Sunday, September 29, 2019

Vale John Cohen (August 2, 1932 – September 16, 2019)

From 1972 to 1997, Cohen was a Professor of Visual Arts at SUNY Purchase College where he taught photography and drawing.


A respected musician and founding member of the seminal old-time string band "The New Lost City Ramblers," John Cohen has also had an equally distinguished career as a filmmaker, photographer, and record producer. 

The term high lonesome sound, which he coined for his legendary 1963 documentary film, has become synonymous with an entire genre of American music. 

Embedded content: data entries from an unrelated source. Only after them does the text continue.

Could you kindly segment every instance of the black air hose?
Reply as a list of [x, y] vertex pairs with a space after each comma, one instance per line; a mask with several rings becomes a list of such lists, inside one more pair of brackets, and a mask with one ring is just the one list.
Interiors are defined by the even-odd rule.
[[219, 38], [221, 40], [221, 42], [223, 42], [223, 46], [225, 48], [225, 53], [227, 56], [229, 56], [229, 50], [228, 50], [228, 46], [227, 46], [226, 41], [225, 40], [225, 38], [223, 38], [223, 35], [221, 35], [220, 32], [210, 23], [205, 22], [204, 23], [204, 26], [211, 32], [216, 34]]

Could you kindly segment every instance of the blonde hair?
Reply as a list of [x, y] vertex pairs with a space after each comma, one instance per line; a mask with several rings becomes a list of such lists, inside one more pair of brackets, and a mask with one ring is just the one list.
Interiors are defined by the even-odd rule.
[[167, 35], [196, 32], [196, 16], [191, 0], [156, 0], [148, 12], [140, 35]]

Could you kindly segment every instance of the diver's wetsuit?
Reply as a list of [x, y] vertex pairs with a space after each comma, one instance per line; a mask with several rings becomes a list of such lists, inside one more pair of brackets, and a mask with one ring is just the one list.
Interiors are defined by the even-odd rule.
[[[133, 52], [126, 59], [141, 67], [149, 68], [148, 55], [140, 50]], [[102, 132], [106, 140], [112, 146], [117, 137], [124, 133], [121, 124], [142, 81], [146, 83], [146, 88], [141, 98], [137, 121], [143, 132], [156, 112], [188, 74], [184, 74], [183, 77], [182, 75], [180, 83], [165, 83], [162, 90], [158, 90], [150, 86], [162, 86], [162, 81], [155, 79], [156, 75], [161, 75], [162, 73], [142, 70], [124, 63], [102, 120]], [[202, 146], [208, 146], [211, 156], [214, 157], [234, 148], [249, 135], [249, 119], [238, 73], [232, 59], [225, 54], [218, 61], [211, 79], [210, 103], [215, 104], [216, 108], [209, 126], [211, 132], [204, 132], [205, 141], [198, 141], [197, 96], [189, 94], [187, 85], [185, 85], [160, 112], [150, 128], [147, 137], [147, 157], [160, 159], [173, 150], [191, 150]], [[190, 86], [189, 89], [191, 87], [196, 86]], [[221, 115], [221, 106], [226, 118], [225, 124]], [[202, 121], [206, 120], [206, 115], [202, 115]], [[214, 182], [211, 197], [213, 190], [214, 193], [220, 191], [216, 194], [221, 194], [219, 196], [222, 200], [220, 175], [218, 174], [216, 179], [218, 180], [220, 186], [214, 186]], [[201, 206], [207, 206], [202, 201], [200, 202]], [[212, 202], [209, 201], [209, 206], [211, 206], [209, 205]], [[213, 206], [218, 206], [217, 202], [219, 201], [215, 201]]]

In addition to extensive fieldwork and documentation of Appalachian culture, Cohen has done important ethnographic research throughout the United States, Britain, and the Peruvian Andes. 
His highly-praised publication, "There Is No Eye: John Cohen Photographs" (2001), and the complementary Smithsonian Folkways CD "There Is No Eye: Music For Photographs," brought together several threads of Cohen's work over the past 50 years. 
As a producer, his many noteworthy recordings include Smithsonian Folkways' releases "An Untamed Sense of Control" by Roscoe Holcomb, "Dark Holler" by Dillard Chandler,


"The Lost Recordings of Banjo Bill Cornett," "If I Had My Way" by Rev. Gary Davis, and the compilation "Back Roads to Cold Mountain." Cohen worked with T-Bone Burnett as music consultant to the film "Cold Mountain," and appeared in Martin Scorcese's film about Bob Dylan, "No Direction Home."